The level of confidence is 95%.

The sample size of mean body temperatures is 106 which is greater than 30.Therefore, the distribution can be approximated as normal distribution. 

Assume that the sample is randomly selected and the population standard deviation is unknown.

Thus, t-distribution would be used to find the confidence interval.

Confidence interval for mean is expressed as\(\bar x - E < \mu  < \bar x + E\).

Here,\(\bar x\) is the sample mean and E is the margin of error.

\(E = {t_{\frac{\alpha }{2}}} \times \frac{s}{{\sqrt n }}\)

Where, \({t_{\frac{\alpha }{2}}}\)is the critical value with \(\alpha \)level of significance for normal distribution.

Here,\(\bar x\) represents the sample mean of the Mean Body Temperature data and \(\mu \) represents the population mean of the Mean Body Temperature data.

The confidence level of 95% implies significance level of 0.05.

The critical value \({t_{\frac{\alpha }{2}}}\) is obtained from standard normal table as 1.98.

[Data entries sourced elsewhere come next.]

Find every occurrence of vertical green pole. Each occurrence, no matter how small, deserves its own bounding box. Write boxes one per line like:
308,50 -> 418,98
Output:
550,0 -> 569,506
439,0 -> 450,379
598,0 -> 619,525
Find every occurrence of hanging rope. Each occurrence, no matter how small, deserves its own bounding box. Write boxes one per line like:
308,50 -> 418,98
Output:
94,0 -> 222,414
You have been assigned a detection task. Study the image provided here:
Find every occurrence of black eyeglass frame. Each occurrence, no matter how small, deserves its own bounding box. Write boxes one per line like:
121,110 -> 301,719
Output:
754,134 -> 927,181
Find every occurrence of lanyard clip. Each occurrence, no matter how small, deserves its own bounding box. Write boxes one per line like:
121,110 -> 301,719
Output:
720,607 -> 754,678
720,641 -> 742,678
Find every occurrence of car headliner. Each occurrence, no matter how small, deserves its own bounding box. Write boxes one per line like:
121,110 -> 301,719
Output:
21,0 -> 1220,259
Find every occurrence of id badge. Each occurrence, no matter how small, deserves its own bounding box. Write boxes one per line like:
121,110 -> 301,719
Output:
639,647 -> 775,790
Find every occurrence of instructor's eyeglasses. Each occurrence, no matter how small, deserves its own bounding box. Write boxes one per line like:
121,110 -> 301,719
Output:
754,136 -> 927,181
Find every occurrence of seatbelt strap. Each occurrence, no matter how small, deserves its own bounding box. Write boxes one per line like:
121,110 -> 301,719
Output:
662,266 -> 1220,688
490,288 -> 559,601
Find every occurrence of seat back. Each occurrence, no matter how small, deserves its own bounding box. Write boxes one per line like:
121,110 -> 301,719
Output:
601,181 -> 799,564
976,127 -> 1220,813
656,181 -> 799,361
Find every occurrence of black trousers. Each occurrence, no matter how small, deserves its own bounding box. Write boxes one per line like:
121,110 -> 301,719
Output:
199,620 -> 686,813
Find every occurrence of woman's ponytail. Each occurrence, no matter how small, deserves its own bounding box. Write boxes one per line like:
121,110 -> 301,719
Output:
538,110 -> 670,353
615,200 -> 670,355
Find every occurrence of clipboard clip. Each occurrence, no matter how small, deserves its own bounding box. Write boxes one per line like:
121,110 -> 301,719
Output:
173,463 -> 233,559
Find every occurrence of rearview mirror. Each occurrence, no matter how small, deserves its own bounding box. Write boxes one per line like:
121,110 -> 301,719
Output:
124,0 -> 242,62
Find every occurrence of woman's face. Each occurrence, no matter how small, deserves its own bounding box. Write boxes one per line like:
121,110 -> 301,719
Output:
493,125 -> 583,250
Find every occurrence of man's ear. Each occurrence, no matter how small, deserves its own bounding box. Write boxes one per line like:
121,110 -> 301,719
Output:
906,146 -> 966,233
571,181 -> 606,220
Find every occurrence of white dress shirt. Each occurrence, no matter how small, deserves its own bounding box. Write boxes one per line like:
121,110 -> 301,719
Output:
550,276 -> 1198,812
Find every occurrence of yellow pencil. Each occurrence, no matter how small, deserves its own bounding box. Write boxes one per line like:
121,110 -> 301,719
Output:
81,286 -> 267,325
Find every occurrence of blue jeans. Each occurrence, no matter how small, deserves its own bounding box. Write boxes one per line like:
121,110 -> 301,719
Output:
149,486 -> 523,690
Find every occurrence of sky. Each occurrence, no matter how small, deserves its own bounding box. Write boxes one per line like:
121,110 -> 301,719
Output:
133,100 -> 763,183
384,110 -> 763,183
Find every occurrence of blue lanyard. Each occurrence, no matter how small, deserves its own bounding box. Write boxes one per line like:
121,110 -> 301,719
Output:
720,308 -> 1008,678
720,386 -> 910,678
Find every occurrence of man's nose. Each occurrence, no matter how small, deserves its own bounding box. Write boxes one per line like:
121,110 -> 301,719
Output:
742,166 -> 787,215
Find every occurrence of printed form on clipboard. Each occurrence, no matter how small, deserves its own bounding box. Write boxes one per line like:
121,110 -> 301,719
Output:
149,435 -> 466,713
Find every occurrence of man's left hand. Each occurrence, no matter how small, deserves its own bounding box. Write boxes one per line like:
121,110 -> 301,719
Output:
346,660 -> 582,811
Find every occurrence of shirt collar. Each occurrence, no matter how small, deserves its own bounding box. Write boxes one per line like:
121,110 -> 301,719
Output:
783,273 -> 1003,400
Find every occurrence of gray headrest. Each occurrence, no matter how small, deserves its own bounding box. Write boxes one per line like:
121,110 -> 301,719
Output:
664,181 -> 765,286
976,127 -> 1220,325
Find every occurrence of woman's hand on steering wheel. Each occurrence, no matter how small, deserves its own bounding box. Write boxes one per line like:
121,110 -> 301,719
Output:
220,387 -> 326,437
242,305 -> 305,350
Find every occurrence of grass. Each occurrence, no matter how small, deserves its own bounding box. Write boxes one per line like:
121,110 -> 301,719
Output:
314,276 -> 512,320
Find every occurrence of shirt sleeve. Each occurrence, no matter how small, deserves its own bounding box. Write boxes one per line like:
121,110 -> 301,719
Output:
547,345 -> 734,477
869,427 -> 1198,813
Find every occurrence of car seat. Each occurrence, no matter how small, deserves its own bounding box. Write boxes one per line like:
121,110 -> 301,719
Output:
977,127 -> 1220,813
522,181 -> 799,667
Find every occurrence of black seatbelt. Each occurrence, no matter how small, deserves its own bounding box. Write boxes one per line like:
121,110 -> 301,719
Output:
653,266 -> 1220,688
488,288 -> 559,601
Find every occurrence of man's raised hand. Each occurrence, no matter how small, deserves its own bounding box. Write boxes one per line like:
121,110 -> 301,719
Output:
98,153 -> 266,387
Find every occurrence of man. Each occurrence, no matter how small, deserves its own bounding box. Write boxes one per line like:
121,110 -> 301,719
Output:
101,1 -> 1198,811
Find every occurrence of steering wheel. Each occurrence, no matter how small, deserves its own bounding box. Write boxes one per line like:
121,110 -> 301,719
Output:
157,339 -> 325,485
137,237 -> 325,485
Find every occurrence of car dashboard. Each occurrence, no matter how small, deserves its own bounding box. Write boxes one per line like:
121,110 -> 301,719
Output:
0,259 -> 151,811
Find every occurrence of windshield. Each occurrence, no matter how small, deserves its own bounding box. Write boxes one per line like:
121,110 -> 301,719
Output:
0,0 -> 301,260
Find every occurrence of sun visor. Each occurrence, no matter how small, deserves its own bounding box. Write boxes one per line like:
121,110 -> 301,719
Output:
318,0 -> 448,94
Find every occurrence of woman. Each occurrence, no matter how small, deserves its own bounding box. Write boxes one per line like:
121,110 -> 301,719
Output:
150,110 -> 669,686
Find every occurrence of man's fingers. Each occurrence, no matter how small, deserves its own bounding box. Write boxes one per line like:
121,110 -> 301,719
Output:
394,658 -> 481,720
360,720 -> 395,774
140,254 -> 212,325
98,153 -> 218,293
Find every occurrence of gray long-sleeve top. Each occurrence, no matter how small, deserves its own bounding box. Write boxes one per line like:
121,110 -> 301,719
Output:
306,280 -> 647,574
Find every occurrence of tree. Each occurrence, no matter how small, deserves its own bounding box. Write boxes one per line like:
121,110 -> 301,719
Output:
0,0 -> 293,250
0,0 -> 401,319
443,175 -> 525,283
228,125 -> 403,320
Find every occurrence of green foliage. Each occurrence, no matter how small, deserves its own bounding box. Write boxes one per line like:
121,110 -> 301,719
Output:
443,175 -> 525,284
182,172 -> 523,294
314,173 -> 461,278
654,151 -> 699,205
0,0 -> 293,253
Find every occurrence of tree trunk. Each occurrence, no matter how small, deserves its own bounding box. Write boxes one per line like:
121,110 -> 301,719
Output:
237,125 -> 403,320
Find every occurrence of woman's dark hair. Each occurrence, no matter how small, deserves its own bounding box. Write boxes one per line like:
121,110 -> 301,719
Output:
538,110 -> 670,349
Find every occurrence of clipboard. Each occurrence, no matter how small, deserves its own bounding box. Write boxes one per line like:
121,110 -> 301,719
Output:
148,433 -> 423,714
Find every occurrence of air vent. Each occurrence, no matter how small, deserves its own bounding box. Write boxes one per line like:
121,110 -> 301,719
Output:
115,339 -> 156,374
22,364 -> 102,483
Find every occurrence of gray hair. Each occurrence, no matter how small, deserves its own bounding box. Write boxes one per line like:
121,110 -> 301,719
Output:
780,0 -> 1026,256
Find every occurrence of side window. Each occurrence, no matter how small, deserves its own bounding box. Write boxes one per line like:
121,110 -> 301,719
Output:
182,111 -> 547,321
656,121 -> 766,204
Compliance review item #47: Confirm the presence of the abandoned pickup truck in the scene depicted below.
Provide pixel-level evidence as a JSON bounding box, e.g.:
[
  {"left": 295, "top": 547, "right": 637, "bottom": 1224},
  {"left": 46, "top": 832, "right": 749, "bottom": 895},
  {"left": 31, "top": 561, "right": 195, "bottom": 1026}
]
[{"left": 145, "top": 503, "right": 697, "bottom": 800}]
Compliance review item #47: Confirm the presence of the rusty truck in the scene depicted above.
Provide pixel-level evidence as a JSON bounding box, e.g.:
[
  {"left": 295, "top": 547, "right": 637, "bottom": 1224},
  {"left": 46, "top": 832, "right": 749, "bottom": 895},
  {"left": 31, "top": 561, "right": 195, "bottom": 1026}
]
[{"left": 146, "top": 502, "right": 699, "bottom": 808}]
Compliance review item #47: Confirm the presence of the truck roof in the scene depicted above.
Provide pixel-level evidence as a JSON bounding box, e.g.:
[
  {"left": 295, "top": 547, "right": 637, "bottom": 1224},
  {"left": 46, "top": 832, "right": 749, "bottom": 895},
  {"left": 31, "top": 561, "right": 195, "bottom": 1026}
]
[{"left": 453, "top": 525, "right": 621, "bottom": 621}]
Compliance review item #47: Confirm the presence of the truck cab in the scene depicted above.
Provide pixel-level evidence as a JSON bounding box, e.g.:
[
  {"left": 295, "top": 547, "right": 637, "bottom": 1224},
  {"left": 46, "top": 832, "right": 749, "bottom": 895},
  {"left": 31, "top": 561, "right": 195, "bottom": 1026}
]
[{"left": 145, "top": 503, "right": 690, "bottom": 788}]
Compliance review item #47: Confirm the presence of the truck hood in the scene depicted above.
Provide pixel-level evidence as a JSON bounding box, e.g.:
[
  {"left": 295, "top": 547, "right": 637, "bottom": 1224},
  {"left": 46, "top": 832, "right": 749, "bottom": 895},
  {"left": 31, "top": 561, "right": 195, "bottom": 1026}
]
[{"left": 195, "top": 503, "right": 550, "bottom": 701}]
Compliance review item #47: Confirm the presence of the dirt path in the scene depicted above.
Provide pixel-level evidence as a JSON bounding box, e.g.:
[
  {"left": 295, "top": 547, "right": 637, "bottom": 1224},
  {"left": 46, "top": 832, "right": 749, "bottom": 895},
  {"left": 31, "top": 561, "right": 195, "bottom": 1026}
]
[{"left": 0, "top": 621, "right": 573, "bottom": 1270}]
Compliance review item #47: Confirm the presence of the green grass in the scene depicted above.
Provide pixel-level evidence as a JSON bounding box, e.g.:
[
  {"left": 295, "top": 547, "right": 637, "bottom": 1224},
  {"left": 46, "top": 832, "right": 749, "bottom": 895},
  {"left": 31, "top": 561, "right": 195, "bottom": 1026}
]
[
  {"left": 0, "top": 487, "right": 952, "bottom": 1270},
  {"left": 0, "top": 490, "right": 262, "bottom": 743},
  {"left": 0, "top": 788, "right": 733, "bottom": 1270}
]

Margin of error is given by,

\(\begin{array}{c}E = {t_{\frac{\alpha }{2}}} \times \frac{s}{{\sqrt n }}\\ = 1.98 \times \frac{{0.62}}{{\sqrt {106} }}\\ = 0.1194\end{array}\)

The 95% confidence interval for mean body temperature is computed as,

\(\begin{array}{c}\bar x - E < \mu  < \bar x + E\\98.20 - 0.1194 < \mu  < 98.20 + 0.1194\\98.08 < \mu  < 98.32\end{array}\)

Therefore, 95% confidence interval is\(\left( {98.08{\rm{^\circ F}},98.32{\rm{^\circ F}}} \right)\).

The 95% confidence interval of the mean body temperature for the entire population is \({98.08^0}F < {\rm{ }}\mu {\rm{ }} < {98.32^0}F\).

The confidence interval does not contain \({\rm{98}}{\rm{.}}{{\rm{6}}^{\rm{0}}}{\rm{F}}\)in 95% confidence interval.

Hence, the result suggests that the common belief that “the mean body temperature is 98.6°F” is not true.